Definition

A contraction map on a metric space $(X,d)$ is a function $T:X\to X$ such that:

\[(\exists k\in[0,1))(\forall x,y\in X)\,\,d(T(x),T(y))\le kd(x,y)\]

Another way to phrase this is that applying the contraction on any two points shrinks their distance by at least some factor $k$.

Lipschitz continuity

Note that this definition immediately implies that any contraction map $T$ is a Lipschitz continuous function. With the minimum Lipschitz constant $k$ given by:

\[k=\sup_{\substack{x,y\in X\\x\not=y}}\frac{d(T(x),T(y))}{d(x,y)}\lt 1\]

With this supremum guaranteed to exist by the definition of a contraction map.

In the special case that the metric space has only 1 element, we have $k=0$.

Uniqueness of Fixed Point

Contraction maps have the interesting property of having at most $1$ fixed point. That is to say, if a contraction map $T$ has a fixed point, it must be unique:

\[\forall x_1,x_2\in X\, (T(x_1)=x_1\wedge T(x_2)=x_2)\implies x_1=x_2\]
Proof Let $x_1$ and $x_2$ be two fixed points of a contraction $T$. The definition of contraction gives us the following: $$d(T(x_1),T(x_2))\le kd(x_1,x_2)$$ And since $x_1$ and $x_2$ are fixed points we have: $$d(x_1,x_2)\le kd(x_1,x_2)$$ However, since $k$ is some constant in $[0,1)$, and the function $d$ is nonnegative, the only way for the above inequality to hold is if $$d(x_1,x_2)=0$$ Which, by the identity of indiscernibles, tells us that $x_1=x_2.\,\,\,\,\,\,\,\, \blacksquare$

As we’ll see below, this property is strengthened for complete metric spaces, with each contraction always having a unique fixed point.

Complete Metric Spaces

We can make stronger statements about the fixed points of contractions if we limit ourselves to complete metric spaces.
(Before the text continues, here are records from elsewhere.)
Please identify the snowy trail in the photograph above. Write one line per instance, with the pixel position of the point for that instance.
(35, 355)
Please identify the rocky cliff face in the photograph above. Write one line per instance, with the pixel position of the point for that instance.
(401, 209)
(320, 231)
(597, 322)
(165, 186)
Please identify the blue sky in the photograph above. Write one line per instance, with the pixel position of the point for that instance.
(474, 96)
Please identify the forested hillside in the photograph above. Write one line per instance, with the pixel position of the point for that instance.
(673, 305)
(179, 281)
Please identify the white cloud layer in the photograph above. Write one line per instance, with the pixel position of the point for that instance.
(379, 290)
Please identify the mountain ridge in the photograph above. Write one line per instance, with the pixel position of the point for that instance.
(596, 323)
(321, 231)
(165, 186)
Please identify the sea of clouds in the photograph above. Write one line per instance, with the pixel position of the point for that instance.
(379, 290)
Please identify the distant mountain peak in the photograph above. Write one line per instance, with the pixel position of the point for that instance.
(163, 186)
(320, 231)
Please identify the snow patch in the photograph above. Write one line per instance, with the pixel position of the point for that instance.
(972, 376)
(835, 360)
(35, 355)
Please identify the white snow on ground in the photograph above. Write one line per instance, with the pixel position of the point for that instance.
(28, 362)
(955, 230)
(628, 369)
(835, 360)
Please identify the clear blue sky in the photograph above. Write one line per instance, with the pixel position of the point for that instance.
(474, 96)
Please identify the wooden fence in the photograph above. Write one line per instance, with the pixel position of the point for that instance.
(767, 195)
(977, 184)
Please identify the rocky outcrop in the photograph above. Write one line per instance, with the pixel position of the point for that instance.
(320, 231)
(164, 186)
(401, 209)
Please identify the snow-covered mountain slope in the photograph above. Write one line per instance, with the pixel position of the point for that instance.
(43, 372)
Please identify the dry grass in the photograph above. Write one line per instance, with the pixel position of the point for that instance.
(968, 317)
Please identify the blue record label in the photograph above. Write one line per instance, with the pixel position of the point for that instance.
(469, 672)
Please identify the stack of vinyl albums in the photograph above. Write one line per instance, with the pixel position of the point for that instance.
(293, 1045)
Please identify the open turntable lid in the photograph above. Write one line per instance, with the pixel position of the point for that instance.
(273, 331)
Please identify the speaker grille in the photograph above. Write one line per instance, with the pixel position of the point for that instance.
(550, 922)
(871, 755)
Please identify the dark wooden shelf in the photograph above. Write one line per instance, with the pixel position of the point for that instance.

In particular, given a contraction map $T$ on a (non-empty) complete metric space $(X,d)$, the Banach fixed-point theorem states:

\[(\exists! x^*\in X)\,\, T(x^*)=x^*\]

That is to say, every contraction on a complete metric space has a unique fixed point.

Proof We have already proven the uniqueness of this point for all metric spaces (complete or otherwise) above. Now all that's left is to prove the existence of this fixed point assuming completeness.

Remark on Convergence

An important fact about this unique fixed point $x^*$ is that:

\[(\forall x\in X)\,\, \left(\lim_{n\to\infty}\underbrace{T\circ T\circ\cdots\circ T}_{n}\ (x)=x^*\right)\]

Or in words, all elements of $X$ approach the fixed point $x^*$ when the map $T$ is repeatedly applied. This can equivalently be phrased in terms of the iteration $x_{n+1}=T(x_n)$:

\[(\forall x_0\in X)\,\, \lim_{n\to\infty} T(x_n)=x^*\]

It’s important to note that this convergence isn’t guaranteed for non-complete metric spaces.

Uses of the Banach Fixed-Point Theorem

  • The theorem is used to prove the existence and uniqueness of solutions to differential equations (i.e. the Picard–Lindelöf theorem) via an iterative sequence of integrals.
  • It’s used to prove the effectiveness of fixed point methods for the numerical approximation of differential equations (e.g. Newton’s method).
  • Like with differential equations, it can also be used to prove the existence and uniqueness of solutions to reinforcement learning problems.